Version 1.1 of the app replaces the 3 categories of exposure by adopting the roughness length at the site as a continuous measure of exposure. The user specifies the roughness length either for a given sector or averaged over the eight sectors as obtained from land cover and land use maps as further explained below. The app interpolates the power law exponent and reduction factor and uses these to calculate the profile. The interpolation function matches the C exposure parameters at roughness of 0.03 m and the B exposure parameters at 0.3 m.
The main page of the app provides the user the choice of building code to use, as well as data entry for the MRI required and the basic wind speed for the site obtained generally from a map supplied by the regulator.

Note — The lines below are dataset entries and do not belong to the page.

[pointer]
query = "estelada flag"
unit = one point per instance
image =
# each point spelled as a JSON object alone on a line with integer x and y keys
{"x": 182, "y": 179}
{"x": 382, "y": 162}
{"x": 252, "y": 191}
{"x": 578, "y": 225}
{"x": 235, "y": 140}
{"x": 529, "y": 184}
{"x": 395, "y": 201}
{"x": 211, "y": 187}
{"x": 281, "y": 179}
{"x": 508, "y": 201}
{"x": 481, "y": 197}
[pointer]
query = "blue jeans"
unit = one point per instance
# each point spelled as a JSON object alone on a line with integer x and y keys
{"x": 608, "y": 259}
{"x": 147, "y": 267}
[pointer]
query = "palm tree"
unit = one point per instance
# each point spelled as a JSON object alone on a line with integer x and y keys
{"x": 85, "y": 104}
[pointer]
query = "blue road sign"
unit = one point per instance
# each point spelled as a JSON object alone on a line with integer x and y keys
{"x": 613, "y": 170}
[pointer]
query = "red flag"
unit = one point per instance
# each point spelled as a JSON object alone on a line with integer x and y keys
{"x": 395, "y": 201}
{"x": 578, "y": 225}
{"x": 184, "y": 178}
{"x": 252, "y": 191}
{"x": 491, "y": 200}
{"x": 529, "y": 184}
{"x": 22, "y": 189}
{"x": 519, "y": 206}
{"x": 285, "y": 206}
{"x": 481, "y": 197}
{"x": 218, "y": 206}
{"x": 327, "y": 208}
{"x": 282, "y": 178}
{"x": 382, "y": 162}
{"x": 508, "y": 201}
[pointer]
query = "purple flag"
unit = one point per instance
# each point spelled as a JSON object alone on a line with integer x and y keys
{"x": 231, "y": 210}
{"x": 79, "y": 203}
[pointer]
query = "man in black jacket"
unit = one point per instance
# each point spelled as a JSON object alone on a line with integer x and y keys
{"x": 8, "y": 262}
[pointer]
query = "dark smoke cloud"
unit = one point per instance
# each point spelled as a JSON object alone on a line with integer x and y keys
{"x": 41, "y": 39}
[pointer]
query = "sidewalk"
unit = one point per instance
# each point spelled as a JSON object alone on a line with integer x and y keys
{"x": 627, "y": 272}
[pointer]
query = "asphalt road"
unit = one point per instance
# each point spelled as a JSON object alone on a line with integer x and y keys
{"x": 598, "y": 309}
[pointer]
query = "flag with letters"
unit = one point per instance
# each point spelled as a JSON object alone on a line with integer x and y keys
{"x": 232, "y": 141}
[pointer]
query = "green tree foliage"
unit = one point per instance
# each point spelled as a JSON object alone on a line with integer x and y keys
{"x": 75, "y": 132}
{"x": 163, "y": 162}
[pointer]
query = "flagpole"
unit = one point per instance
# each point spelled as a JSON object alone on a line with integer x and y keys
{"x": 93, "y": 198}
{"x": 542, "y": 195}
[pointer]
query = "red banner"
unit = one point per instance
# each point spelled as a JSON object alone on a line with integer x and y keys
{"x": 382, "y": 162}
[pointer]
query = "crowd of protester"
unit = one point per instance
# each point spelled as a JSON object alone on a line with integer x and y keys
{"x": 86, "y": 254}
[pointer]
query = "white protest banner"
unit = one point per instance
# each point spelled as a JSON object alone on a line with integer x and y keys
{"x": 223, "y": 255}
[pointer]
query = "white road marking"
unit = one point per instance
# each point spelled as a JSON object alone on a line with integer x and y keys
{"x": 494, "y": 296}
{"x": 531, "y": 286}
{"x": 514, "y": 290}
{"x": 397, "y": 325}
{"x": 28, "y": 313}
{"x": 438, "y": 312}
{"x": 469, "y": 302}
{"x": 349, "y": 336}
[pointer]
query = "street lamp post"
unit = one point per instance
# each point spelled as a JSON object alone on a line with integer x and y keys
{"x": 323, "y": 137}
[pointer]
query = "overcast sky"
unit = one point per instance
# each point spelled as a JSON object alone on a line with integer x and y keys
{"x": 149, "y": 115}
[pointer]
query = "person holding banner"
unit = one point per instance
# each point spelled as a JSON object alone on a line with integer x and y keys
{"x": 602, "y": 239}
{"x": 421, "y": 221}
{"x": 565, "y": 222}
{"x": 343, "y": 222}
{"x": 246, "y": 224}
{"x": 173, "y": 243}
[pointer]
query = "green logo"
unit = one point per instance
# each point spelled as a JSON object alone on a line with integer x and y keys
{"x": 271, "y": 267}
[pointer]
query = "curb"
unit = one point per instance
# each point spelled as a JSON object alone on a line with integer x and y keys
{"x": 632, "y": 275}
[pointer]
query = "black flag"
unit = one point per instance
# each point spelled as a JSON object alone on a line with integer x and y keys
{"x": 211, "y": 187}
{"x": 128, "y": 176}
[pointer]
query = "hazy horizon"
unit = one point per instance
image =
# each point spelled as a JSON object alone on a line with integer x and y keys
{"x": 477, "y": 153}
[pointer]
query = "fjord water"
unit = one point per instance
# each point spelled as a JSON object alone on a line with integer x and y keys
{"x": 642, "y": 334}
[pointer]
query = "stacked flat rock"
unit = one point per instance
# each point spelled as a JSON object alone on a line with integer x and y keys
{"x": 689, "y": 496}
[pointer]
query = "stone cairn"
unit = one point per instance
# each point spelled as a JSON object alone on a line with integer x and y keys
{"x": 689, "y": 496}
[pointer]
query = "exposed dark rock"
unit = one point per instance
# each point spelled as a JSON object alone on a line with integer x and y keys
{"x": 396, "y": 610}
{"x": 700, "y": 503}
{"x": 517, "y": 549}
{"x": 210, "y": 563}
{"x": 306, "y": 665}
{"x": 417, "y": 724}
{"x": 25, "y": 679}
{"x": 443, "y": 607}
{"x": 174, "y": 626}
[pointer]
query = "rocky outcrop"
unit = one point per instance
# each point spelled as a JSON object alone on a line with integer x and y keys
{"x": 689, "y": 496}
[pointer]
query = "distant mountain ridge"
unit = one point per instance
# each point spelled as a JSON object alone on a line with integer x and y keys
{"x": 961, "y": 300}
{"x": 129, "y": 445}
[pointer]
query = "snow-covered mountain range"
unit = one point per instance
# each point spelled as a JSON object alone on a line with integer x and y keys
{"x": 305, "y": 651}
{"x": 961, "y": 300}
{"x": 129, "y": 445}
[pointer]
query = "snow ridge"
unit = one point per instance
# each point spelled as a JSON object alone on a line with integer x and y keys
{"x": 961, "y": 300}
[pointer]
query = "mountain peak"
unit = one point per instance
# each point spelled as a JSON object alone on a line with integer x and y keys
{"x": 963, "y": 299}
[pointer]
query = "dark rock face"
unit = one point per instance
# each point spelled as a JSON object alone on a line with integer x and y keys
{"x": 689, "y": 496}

There is also the option to launch the terrain extraction app as shown below which is used to extract land use/land cover data from the 30m resolution mapping for North America and generate roughness length data for each of the 8 sectors surrounding the specified site at 200 m distance interval. This can then calculate the averaged roughness for specified fetch length in order to determine the dominant exposure class for the sector.
Selecting the ASCE7 option from the main page brings up the data entry screen where the user specifies the exposure category, the feature type and parameters as required and can calculate the profile. This can then be viewed as a plot or saved to excel file for further use in design software.
Selecting the S37-18 procedure brings up the screen shown below.
Unlike the ASCE7 and the TIA222, the S37-18 calculation requires the actual roughness lengths to be provided rather than the exposure category, The z01 roughness corresponds to the average for the sector on approach to the topographic feature, while the zh roughness is for the slope roughness and fetch length of the slope for the sector.
The Basic Wind speed is specified in either km/h or mph, and the topography type and H, L, as well as Lint (distance from crest) are specified.
When the profile is calculated, the parameters a1, a2 and a3 are calculated and displayed on screen. These correspond to the parameters used in the Environment Canada Site Specific equation to calculate the Qh profile at the tower site.
This calculation procedure can also be used in reverse. If you supply the a1, a2, and a3 parameters and leave the H, L blank, then the calculation will fill in the H and L on the screen. This can be used to determine the assumption made in an Environment Canada site specific report to verify the situation that was calculated in the report.
When the roughness lengths zh and z01 are different, as in this case, the profile will show a sharp break as shown in the example below. This arises because the EC calculation equation substitutes a power law profile for the logarithmic profile.
There is a corrected calculation available in Profcode which retains the logarithmic profile and avoids the mismatch in the profile as shown in the next figure.
Note also that the wind speed profile shows no mismatch at the top of the modified layer on the slope and also shows stronger speed up than the power law profile does.